Is it OK to talk about politics at work?

Posted to: Business

Missy Jones, who works at a local call center, plans to vote for Barack Obama today, but she doesn't talk about her choice in the office.

"We kind of push productivity," said Jones, 28, of Norfolk.

Her brother, on the other hand, regularly gets into it with his Navy co-workers about the election, with no ill effects. "We talk about it all the time," said Jonathan Jones, 30, of Hampton. "We're in the military, so it's always going to come up."

In this passionate election year, political debates easily seep into the office. But before they let loose on the merits of Obama versus Hillary Rodham Clinton or Mike Huckabee versus John McCain, employees should know this:

Virginia affords workers at private companie s virtually no legal defense for political expression. Many employers say they don't regulate political banter, but at least one Virginian was fired for a political message on his truck.

"There is no law restricting a private employer in Virginia from taking adverse employment action based on political expression," said John Bredehoft, a lawyer with the firm of Kaufman & Canoles.
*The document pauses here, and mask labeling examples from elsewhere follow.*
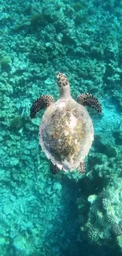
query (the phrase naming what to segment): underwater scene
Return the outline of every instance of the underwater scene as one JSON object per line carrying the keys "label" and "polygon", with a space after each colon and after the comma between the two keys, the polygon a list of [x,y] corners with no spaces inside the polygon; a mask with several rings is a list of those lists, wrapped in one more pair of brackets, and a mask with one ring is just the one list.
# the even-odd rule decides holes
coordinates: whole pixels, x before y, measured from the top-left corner
{"label": "underwater scene", "polygon": [[121,113],[122,1],[0,0],[0,256],[122,255]]}

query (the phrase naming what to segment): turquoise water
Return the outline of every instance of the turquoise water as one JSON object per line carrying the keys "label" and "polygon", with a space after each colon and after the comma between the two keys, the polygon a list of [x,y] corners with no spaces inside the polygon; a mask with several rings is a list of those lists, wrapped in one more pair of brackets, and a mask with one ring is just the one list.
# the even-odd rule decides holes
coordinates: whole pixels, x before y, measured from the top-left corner
{"label": "turquoise water", "polygon": [[[0,0],[0,256],[122,253],[122,3]],[[39,143],[42,95],[89,92],[94,141],[86,173],[53,175]]]}

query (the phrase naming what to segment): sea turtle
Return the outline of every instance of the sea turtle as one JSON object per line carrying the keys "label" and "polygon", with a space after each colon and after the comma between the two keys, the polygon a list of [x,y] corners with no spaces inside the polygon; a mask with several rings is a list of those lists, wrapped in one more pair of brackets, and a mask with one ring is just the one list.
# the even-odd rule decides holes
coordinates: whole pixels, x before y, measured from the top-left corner
{"label": "sea turtle", "polygon": [[54,174],[59,169],[67,172],[76,169],[84,173],[84,158],[94,140],[91,118],[84,106],[102,113],[98,100],[84,93],[75,101],[65,75],[57,72],[60,98],[54,102],[51,95],[37,98],[31,107],[30,117],[46,108],[39,126],[39,143],[46,158],[50,160],[50,170]]}

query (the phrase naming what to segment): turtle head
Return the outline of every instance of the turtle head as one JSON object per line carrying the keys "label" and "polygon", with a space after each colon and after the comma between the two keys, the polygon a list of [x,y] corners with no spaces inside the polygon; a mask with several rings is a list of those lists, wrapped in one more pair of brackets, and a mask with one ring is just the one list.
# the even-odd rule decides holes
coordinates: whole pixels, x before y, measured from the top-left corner
{"label": "turtle head", "polygon": [[63,98],[71,97],[69,83],[65,75],[57,72],[57,79],[60,96]]}

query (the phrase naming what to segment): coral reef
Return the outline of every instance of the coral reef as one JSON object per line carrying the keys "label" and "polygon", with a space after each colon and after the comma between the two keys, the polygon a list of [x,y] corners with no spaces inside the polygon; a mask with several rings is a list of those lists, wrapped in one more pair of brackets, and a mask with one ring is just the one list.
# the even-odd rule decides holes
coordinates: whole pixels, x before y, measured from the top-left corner
{"label": "coral reef", "polygon": [[[121,7],[1,0],[1,256],[121,254]],[[58,98],[57,71],[74,98],[89,92],[102,105],[101,117],[89,109],[94,141],[82,176],[50,174],[39,147],[43,112],[29,117],[40,95]]]}

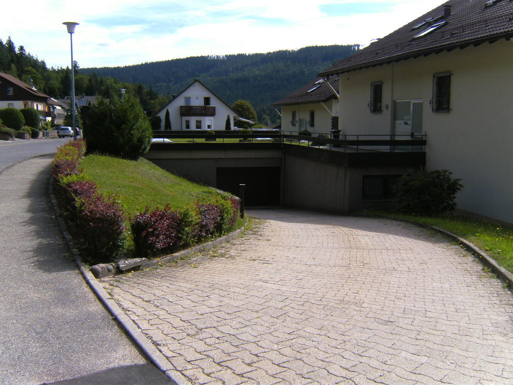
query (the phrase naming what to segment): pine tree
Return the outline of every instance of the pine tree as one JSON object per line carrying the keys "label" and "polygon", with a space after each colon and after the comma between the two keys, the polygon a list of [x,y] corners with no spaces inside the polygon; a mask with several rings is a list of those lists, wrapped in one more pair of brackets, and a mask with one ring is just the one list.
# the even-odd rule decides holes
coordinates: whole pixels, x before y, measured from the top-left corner
{"label": "pine tree", "polygon": [[171,131],[171,119],[169,119],[169,110],[166,110],[166,117],[164,121],[164,129],[166,131]]}

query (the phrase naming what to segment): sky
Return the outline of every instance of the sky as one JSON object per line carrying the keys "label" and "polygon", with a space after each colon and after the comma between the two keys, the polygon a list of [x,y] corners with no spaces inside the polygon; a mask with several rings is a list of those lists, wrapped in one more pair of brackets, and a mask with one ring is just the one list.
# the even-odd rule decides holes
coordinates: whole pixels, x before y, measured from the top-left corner
{"label": "sky", "polygon": [[444,0],[24,0],[5,2],[0,38],[44,60],[115,67],[204,55],[267,52],[382,37]]}

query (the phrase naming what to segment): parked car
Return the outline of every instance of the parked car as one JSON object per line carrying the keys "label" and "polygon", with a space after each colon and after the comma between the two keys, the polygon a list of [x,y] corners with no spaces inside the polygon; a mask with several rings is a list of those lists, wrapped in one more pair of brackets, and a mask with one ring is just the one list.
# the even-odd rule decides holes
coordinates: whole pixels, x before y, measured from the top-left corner
{"label": "parked car", "polygon": [[64,137],[73,137],[73,129],[71,127],[66,126],[61,126],[57,129],[57,136],[59,138],[64,138]]}

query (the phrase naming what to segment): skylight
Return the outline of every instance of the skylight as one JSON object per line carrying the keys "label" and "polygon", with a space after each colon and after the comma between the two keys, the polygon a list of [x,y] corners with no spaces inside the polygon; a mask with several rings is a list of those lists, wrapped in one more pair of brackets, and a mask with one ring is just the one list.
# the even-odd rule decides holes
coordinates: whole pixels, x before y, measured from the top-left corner
{"label": "skylight", "polygon": [[492,5],[495,5],[498,3],[499,3],[501,0],[488,0],[485,3],[484,3],[485,7],[491,7]]}
{"label": "skylight", "polygon": [[440,22],[440,23],[437,23],[435,24],[433,24],[432,26],[431,26],[431,27],[428,28],[427,29],[425,29],[422,32],[420,32],[420,33],[418,33],[416,35],[415,35],[415,36],[413,36],[413,38],[416,38],[417,37],[422,37],[423,36],[425,36],[428,33],[430,33],[431,32],[433,32],[433,31],[438,29],[442,26],[445,25],[446,23],[447,23],[446,21],[443,21],[443,22]]}

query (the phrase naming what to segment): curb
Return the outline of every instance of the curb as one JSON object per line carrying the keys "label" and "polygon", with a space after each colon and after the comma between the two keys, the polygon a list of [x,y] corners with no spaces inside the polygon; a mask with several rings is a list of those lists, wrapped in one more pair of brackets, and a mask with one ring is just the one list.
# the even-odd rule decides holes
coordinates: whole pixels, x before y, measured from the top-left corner
{"label": "curb", "polygon": [[363,218],[391,219],[394,221],[399,221],[400,222],[404,222],[407,223],[411,223],[411,224],[417,225],[417,226],[419,226],[421,227],[424,227],[425,228],[435,230],[435,231],[456,241],[458,242],[458,245],[460,247],[462,247],[468,252],[471,255],[476,258],[476,259],[479,260],[482,264],[485,265],[488,267],[489,267],[494,274],[498,276],[500,279],[502,280],[504,283],[507,285],[507,286],[509,288],[510,291],[513,291],[513,274],[502,266],[500,266],[499,264],[497,263],[497,261],[479,248],[473,243],[469,242],[464,238],[458,237],[456,234],[453,234],[452,233],[450,233],[449,232],[444,230],[443,228],[438,227],[436,226],[431,226],[431,225],[422,223],[420,222],[417,222],[417,221],[413,221],[411,219],[396,218],[395,217],[387,217],[384,215],[362,215],[356,216]]}
{"label": "curb", "polygon": [[73,257],[75,263],[80,269],[84,279],[91,286],[102,303],[131,337],[133,341],[157,368],[163,372],[168,377],[174,381],[176,385],[191,385],[191,383],[174,368],[166,356],[150,342],[146,336],[143,334],[143,332],[128,318],[128,316],[125,314],[117,304],[107,294],[105,290],[96,280],[91,272],[86,266],[85,264],[82,261],[78,251],[75,247],[74,243],[68,230],[68,227],[62,218],[61,209],[57,205],[55,196],[53,195],[53,177],[50,176],[48,184],[48,195],[51,201],[52,207],[53,209],[55,218],[58,222],[59,226],[61,227],[61,231],[64,237],[64,240]]}

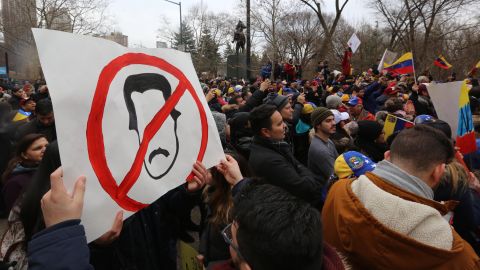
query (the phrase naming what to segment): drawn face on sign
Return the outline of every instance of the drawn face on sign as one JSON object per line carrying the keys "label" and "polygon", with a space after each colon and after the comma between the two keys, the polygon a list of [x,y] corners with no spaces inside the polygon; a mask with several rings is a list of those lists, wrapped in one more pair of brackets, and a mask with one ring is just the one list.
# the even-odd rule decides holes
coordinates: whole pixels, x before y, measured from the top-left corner
{"label": "drawn face on sign", "polygon": [[[128,127],[137,133],[139,144],[143,139],[143,131],[145,130],[146,123],[137,121],[137,111],[140,109],[139,106],[145,106],[145,104],[135,102],[132,96],[135,93],[143,94],[149,90],[160,91],[163,95],[164,102],[168,100],[172,93],[172,87],[168,80],[164,76],[156,73],[130,75],[125,80],[123,87],[123,96],[129,114]],[[158,104],[160,104],[160,102]],[[154,109],[159,110],[160,108]],[[177,159],[179,150],[177,120],[180,115],[181,113],[179,111],[173,109],[170,112],[170,117],[173,120],[173,131],[170,129],[159,130],[148,145],[143,166],[148,175],[155,180],[159,180],[168,174]],[[172,141],[175,143],[168,143]]]}

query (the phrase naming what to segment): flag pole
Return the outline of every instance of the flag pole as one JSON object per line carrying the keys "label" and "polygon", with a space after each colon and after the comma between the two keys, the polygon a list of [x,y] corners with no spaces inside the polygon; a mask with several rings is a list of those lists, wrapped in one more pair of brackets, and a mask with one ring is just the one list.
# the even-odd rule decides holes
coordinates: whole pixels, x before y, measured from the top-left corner
{"label": "flag pole", "polygon": [[413,60],[413,53],[412,53],[412,66],[413,66],[413,79],[415,80],[415,84],[417,84],[417,74],[415,73],[415,61]]}

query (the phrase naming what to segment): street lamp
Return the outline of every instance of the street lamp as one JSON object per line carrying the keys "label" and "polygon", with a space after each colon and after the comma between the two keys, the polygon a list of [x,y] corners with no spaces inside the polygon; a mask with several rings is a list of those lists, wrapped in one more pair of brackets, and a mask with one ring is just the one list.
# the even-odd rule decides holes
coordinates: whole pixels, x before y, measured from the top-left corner
{"label": "street lamp", "polygon": [[170,0],[165,0],[169,3],[172,3],[172,4],[175,4],[177,5],[179,8],[180,8],[180,45],[183,45],[183,27],[182,27],[182,2],[179,1],[178,3],[177,2],[174,2],[174,1],[170,1]]}

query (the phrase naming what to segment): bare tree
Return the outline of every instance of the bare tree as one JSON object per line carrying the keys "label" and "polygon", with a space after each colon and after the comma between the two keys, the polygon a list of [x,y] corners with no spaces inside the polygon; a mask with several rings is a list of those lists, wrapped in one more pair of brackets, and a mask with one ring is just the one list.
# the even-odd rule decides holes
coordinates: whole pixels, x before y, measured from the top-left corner
{"label": "bare tree", "polygon": [[[475,0],[371,1],[371,6],[390,33],[389,47],[412,51],[416,67],[420,70],[428,69],[428,59],[434,57],[434,54],[445,54],[439,46],[442,37],[478,25],[474,13],[466,10],[474,10],[476,5],[478,6],[478,1]],[[463,20],[455,23],[452,18]]]}
{"label": "bare tree", "polygon": [[288,14],[281,23],[279,38],[280,47],[295,63],[307,66],[316,56],[317,44],[323,32],[318,31],[320,22],[315,14],[309,11],[296,11]]}
{"label": "bare tree", "polygon": [[[265,48],[271,50],[267,56],[275,65],[285,52],[280,51],[283,40],[279,37],[279,26],[285,19],[287,8],[281,0],[254,0],[252,6],[257,7],[251,11],[252,29],[262,36]],[[275,77],[275,68],[272,69],[272,76]]]}
{"label": "bare tree", "polygon": [[108,0],[25,0],[2,7],[0,29],[5,50],[14,58],[12,66],[21,76],[37,77],[40,64],[30,28],[103,34],[107,6]]}
{"label": "bare tree", "polygon": [[335,0],[335,14],[333,17],[333,21],[328,23],[327,21],[327,14],[322,9],[322,3],[319,0],[300,0],[309,8],[311,8],[315,14],[317,15],[318,20],[320,21],[320,25],[323,28],[323,32],[325,33],[324,39],[320,45],[320,50],[318,52],[318,59],[323,59],[325,55],[327,55],[328,50],[332,45],[332,38],[335,34],[335,30],[337,28],[338,22],[342,16],[342,12],[347,5],[349,0]]}

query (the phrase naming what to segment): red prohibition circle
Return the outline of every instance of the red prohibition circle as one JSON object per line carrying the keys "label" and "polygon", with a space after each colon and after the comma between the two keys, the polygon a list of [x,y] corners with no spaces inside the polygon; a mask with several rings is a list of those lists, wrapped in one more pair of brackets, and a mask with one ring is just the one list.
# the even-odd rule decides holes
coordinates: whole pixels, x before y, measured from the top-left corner
{"label": "red prohibition circle", "polygon": [[[155,114],[152,120],[145,127],[140,146],[135,155],[135,160],[133,161],[130,170],[127,172],[120,185],[117,185],[117,182],[115,181],[115,178],[108,167],[107,158],[105,155],[102,122],[110,84],[117,73],[129,65],[147,65],[157,67],[177,78],[178,86],[172,95],[165,101],[164,106]],[[197,160],[202,161],[208,142],[207,116],[205,109],[203,108],[202,103],[195,92],[195,89],[182,71],[164,59],[155,56],[143,53],[126,53],[113,59],[103,68],[102,72],[100,73],[87,122],[86,136],[88,157],[90,159],[90,164],[92,165],[93,171],[95,172],[102,188],[123,209],[135,212],[148,206],[148,204],[144,204],[130,198],[128,196],[128,192],[140,176],[140,172],[142,171],[142,163],[147,153],[147,148],[150,141],[157,131],[162,127],[164,121],[167,119],[172,109],[175,108],[175,105],[177,105],[177,103],[180,101],[180,98],[183,96],[185,91],[190,92],[198,108],[200,116],[202,138]],[[191,176],[192,174],[190,174],[188,178]]]}

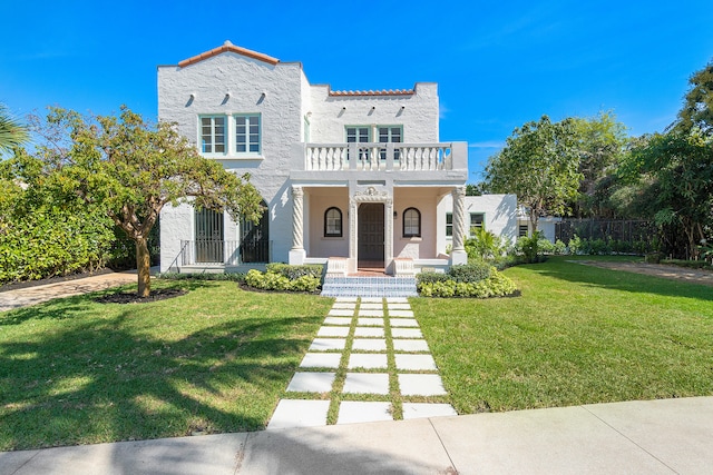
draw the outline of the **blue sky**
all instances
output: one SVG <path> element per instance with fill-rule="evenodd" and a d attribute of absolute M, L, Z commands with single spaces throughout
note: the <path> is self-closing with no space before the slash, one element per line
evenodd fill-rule
<path fill-rule="evenodd" d="M 680 1 L 12 1 L 0 102 L 156 119 L 156 67 L 234 44 L 301 61 L 312 83 L 439 83 L 440 136 L 470 144 L 470 179 L 512 129 L 613 110 L 663 130 L 713 59 L 713 3 Z"/>

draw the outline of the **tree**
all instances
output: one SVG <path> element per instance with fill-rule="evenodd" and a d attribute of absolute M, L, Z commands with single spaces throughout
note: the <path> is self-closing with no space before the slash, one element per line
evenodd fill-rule
<path fill-rule="evenodd" d="M 575 125 L 553 123 L 547 116 L 516 128 L 505 148 L 488 159 L 487 188 L 514 192 L 533 229 L 540 216 L 561 215 L 577 196 L 582 180 Z"/>
<path fill-rule="evenodd" d="M 100 206 L 136 244 L 138 295 L 150 294 L 148 235 L 162 208 L 179 202 L 257 221 L 262 214 L 250 176 L 237 177 L 198 155 L 170 123 L 152 126 L 121 107 L 118 117 L 85 118 L 51 108 L 42 148 L 45 166 L 65 190 Z"/>
<path fill-rule="evenodd" d="M 7 107 L 0 103 L 0 154 L 10 151 L 28 140 L 27 127 L 10 116 Z"/>

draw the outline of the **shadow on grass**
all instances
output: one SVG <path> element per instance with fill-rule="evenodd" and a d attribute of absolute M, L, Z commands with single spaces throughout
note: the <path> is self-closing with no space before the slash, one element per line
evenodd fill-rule
<path fill-rule="evenodd" d="M 711 287 L 666 279 L 626 270 L 614 270 L 568 263 L 563 258 L 550 258 L 543 264 L 522 266 L 533 271 L 555 279 L 636 294 L 655 294 L 664 297 L 686 297 L 699 300 L 713 300 Z"/>
<path fill-rule="evenodd" d="M 88 306 L 68 300 L 13 318 Z M 179 340 L 124 325 L 137 318 L 0 345 L 0 451 L 264 428 L 322 317 L 231 319 Z"/>

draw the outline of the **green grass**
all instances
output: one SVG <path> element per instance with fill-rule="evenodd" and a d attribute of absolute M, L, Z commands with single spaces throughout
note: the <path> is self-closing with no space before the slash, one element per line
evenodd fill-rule
<path fill-rule="evenodd" d="M 332 303 L 235 283 L 154 287 L 191 291 L 0 314 L 0 451 L 264 428 Z"/>
<path fill-rule="evenodd" d="M 521 297 L 411 299 L 459 414 L 713 394 L 713 288 L 570 259 L 505 270 Z"/>

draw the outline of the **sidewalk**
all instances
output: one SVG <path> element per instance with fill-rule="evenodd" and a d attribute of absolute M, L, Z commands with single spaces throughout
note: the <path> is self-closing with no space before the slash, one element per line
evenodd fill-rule
<path fill-rule="evenodd" d="M 713 397 L 0 453 L 25 474 L 710 474 Z"/>
<path fill-rule="evenodd" d="M 29 307 L 52 298 L 71 297 L 125 284 L 135 284 L 136 279 L 136 270 L 127 270 L 125 273 L 101 274 L 76 280 L 8 290 L 0 293 L 0 311 Z"/>

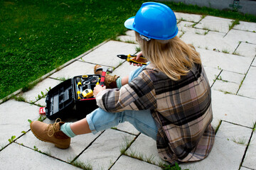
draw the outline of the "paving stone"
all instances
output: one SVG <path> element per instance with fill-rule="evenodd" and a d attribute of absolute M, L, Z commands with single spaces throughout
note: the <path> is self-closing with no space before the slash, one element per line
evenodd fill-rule
<path fill-rule="evenodd" d="M 223 70 L 219 76 L 219 79 L 229 82 L 236 83 L 240 84 L 241 81 L 245 77 L 245 74 L 239 74 L 226 70 Z"/>
<path fill-rule="evenodd" d="M 253 62 L 252 63 L 252 66 L 256 67 L 256 60 L 255 60 L 255 58 L 253 60 Z"/>
<path fill-rule="evenodd" d="M 129 36 L 129 35 L 120 35 L 120 36 L 118 36 L 117 38 L 117 40 L 124 42 L 128 42 L 128 43 L 136 43 L 136 44 L 138 43 L 136 41 L 135 37 L 131 37 L 131 36 Z"/>
<path fill-rule="evenodd" d="M 207 16 L 195 27 L 221 33 L 228 33 L 229 26 L 232 24 L 232 21 L 230 19 Z"/>
<path fill-rule="evenodd" d="M 133 55 L 138 45 L 110 40 L 82 58 L 82 61 L 116 67 L 124 60 L 117 55 Z"/>
<path fill-rule="evenodd" d="M 13 143 L 0 152 L 0 169 L 80 169 Z"/>
<path fill-rule="evenodd" d="M 249 43 L 256 44 L 256 33 L 232 29 L 224 38 L 233 41 L 243 41 Z"/>
<path fill-rule="evenodd" d="M 204 66 L 203 67 L 206 72 L 207 78 L 209 81 L 210 86 L 212 86 L 214 81 L 215 81 L 216 79 L 216 76 L 218 76 L 220 74 L 221 70 L 207 66 Z"/>
<path fill-rule="evenodd" d="M 222 130 L 220 125 L 218 130 Z M 235 132 L 235 129 L 229 130 Z M 217 132 L 213 147 L 205 159 L 181 164 L 182 169 L 239 169 L 246 146 L 218 137 Z"/>
<path fill-rule="evenodd" d="M 111 170 L 120 170 L 120 169 L 132 169 L 132 170 L 155 170 L 161 169 L 161 168 L 145 162 L 139 161 L 125 155 L 118 159 L 118 161 L 110 169 Z"/>
<path fill-rule="evenodd" d="M 49 123 L 53 123 L 49 122 Z M 100 134 L 93 135 L 91 133 L 78 135 L 71 139 L 70 147 L 66 149 L 60 149 L 55 147 L 53 144 L 39 140 L 33 135 L 31 131 L 27 132 L 22 137 L 17 140 L 16 142 L 19 144 L 22 143 L 24 146 L 33 149 L 34 146 L 36 146 L 38 150 L 43 153 L 70 162 L 80 154 Z"/>
<path fill-rule="evenodd" d="M 87 161 L 93 169 L 108 169 L 120 156 L 125 140 L 132 141 L 134 137 L 118 130 L 107 130 L 78 159 Z"/>
<path fill-rule="evenodd" d="M 144 161 L 151 159 L 154 164 L 165 162 L 159 156 L 156 142 L 144 134 L 139 135 L 126 153 L 128 155 L 134 155 L 137 157 L 142 157 L 142 158 Z"/>
<path fill-rule="evenodd" d="M 55 79 L 72 79 L 75 76 L 94 74 L 95 64 L 76 61 L 50 76 Z"/>
<path fill-rule="evenodd" d="M 239 89 L 240 84 L 233 82 L 225 82 L 221 80 L 215 81 L 212 89 L 223 91 L 224 93 L 230 93 L 236 94 Z"/>
<path fill-rule="evenodd" d="M 253 132 L 250 143 L 249 144 L 248 149 L 246 152 L 244 162 L 242 162 L 242 166 L 250 168 L 252 169 L 256 169 L 256 132 Z"/>
<path fill-rule="evenodd" d="M 240 169 L 240 170 L 252 170 L 252 169 L 247 169 L 246 167 L 244 166 L 241 166 L 241 168 Z"/>
<path fill-rule="evenodd" d="M 127 32 L 125 32 L 125 35 L 130 36 L 130 37 L 135 38 L 135 31 L 134 30 L 127 30 Z"/>
<path fill-rule="evenodd" d="M 194 23 L 188 22 L 188 21 L 181 21 L 178 24 L 178 28 L 179 27 L 191 27 L 192 25 L 193 25 Z"/>
<path fill-rule="evenodd" d="M 255 75 L 256 67 L 251 67 L 238 91 L 238 95 L 256 98 Z"/>
<path fill-rule="evenodd" d="M 235 53 L 239 55 L 254 58 L 256 55 L 256 45 L 242 42 L 235 50 Z"/>
<path fill-rule="evenodd" d="M 252 128 L 256 100 L 212 90 L 213 118 Z"/>
<path fill-rule="evenodd" d="M 9 100 L 0 105 L 0 149 L 7 145 L 9 139 L 23 135 L 22 131 L 29 130 L 28 119 L 31 120 L 38 118 L 39 108 L 29 103 Z"/>
<path fill-rule="evenodd" d="M 119 130 L 132 133 L 134 135 L 138 135 L 139 134 L 139 132 L 129 122 L 119 123 L 117 126 L 117 128 Z"/>
<path fill-rule="evenodd" d="M 200 52 L 203 64 L 213 68 L 240 74 L 245 74 L 252 63 L 252 59 L 249 57 L 229 55 L 223 52 L 196 48 Z"/>
<path fill-rule="evenodd" d="M 61 82 L 62 81 L 60 80 L 48 78 L 39 82 L 31 90 L 23 93 L 22 96 L 25 98 L 26 101 L 36 101 L 38 100 L 38 95 L 42 96 L 42 91 L 46 94 L 48 92 L 47 90 L 49 90 L 50 87 L 53 89 Z"/>
<path fill-rule="evenodd" d="M 248 144 L 252 129 L 222 121 L 217 136 L 245 147 Z"/>
<path fill-rule="evenodd" d="M 185 32 L 186 29 L 184 29 Z M 238 41 L 233 41 L 228 38 L 224 39 L 225 33 L 209 31 L 205 35 L 205 33 L 207 33 L 207 30 L 200 30 L 200 29 L 194 30 L 193 32 L 188 31 L 181 37 L 181 39 L 188 44 L 193 44 L 196 47 L 220 52 L 228 51 L 230 53 L 233 53 L 239 45 Z"/>
<path fill-rule="evenodd" d="M 183 20 L 186 21 L 193 21 L 195 23 L 198 22 L 201 19 L 202 16 L 201 15 L 196 15 L 196 14 L 191 14 L 191 13 L 178 13 L 175 12 L 175 16 L 177 20 Z"/>
<path fill-rule="evenodd" d="M 124 77 L 129 76 L 130 72 L 134 70 L 136 70 L 139 67 L 137 66 L 130 65 L 129 62 L 124 62 L 122 65 L 118 67 L 116 69 L 114 70 L 112 75 L 116 74 L 121 77 Z"/>
<path fill-rule="evenodd" d="M 239 21 L 238 25 L 234 26 L 234 29 L 242 30 L 249 30 L 249 31 L 256 31 L 256 23 L 249 23 L 245 21 Z"/>

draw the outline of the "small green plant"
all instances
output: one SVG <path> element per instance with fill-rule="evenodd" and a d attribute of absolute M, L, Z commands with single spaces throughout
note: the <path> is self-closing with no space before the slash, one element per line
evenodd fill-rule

Public employees, though, "have free speech rights that private-sector employees don't have."

A handful of private employers, such as Amerigroup Corp. and Empire Machinery and Supply Corp., said they do not limit political talk or display of bumper stickers. "You're foolish if you say don't talk about politics," said Hank Turner, the president and chief executive officer of Empire. "People are going to talk about what they want to talk about."

In the Navy, "we encourage the free flow of discussion or ideas," said Lt. Cmdr. Cindy Moore, a spokeswoman at the Pentagon. "What's not encouraged is for someone in uniform to be actively campaigning for someone." A sailor may attend a political speech in plain clothes, she said.

Cox Communications does not allow workers to solicit money for candidates, but in 2006 it began the Cox Advocacy Network, a Web site that gives workers information about politicians and issues, spokeswoman Pamela Marino said.

TowneBank forbids posting political signs - just as it does the display of film star photos. "It's a workplace," said Judy Stephenson, human resources director. "We keep everything as professional as possible."

Bredehoft and Lewis Maltby, president of the National Workrights Institute in Princeton, N.J., recommend that workers ask their bosses their preferences on political expression. Even if there are no restrictions, business etiquette expert Barbara Pachter suggests ducking the subject.

"If you start talking about it and other people start talking about it, pretty soon it can get very heated," said Pachter, from Cherry Hill, N.J. "At work, you don't need that type of polarization. You need people to work together."

Political give-and-take in the office has its supporters, such as Corey Bailey, a Realtor with Keller Williams Realty in Chesapeake. He said the Realtors talk politics regularly, though never with clients, and the dialogue is instructive.

"It can be fun, it can be heated, but I don't think it causes problems in the workplace," said Bailey, who backs McCain.

Bosses, though, should avoid expressing political views, consultants and CEOs say.

"I don't think it's fair if I, as a CEO, started giving my personal values about a candidate or a position," said Michael Barrett, who runs The Runnymede Corp., a Virginia Beach development company. "That implies that an employee should support this or that candidate."

Rozanne "Roze" Worrell, a workplace consultant who writes a weekly column for the Web site of WVEC-TV, has heard from people who say they think they were "passed over for a promotion or not treated civilly because of their political beliefs."

Luis Padilla said he was fired because of his.

Padilla, who was a human resources assistant at a Cargill plant near Harrisonburg, displayed a message on his truck in support of a 2006 Virginia constitutional amendment banning same-sex marriages. "It was not intended to offend or create any problems with anybody," he said.

When told the message could promote intolerance, Padilla said he offered to cover it when he was at the plant or to park five blocks away.

Instead, Padilla was fired.

"I was shocked," he said. "I had no idea my actions were that serious."

Such incidents are rare, Maltby said. "There are far more common abuses in the workplace today, but this is something that just shouldn't happen in America."

Padilla's case was publicized by the media and conservative groups. Three weeks after he was fired, he was reinstated with back pay and Cargill adopted a policy protecting political expression.

Padilla, 41, said he left Cargill last summer for unrelated reasons and now works at a counseling center.

His car, he said, is festooned with messages proclaiming opposition to abortion rights and support for marriage between a man and a woman. He also has a Huckabee sticker.

No one at work has complained, Padilla said.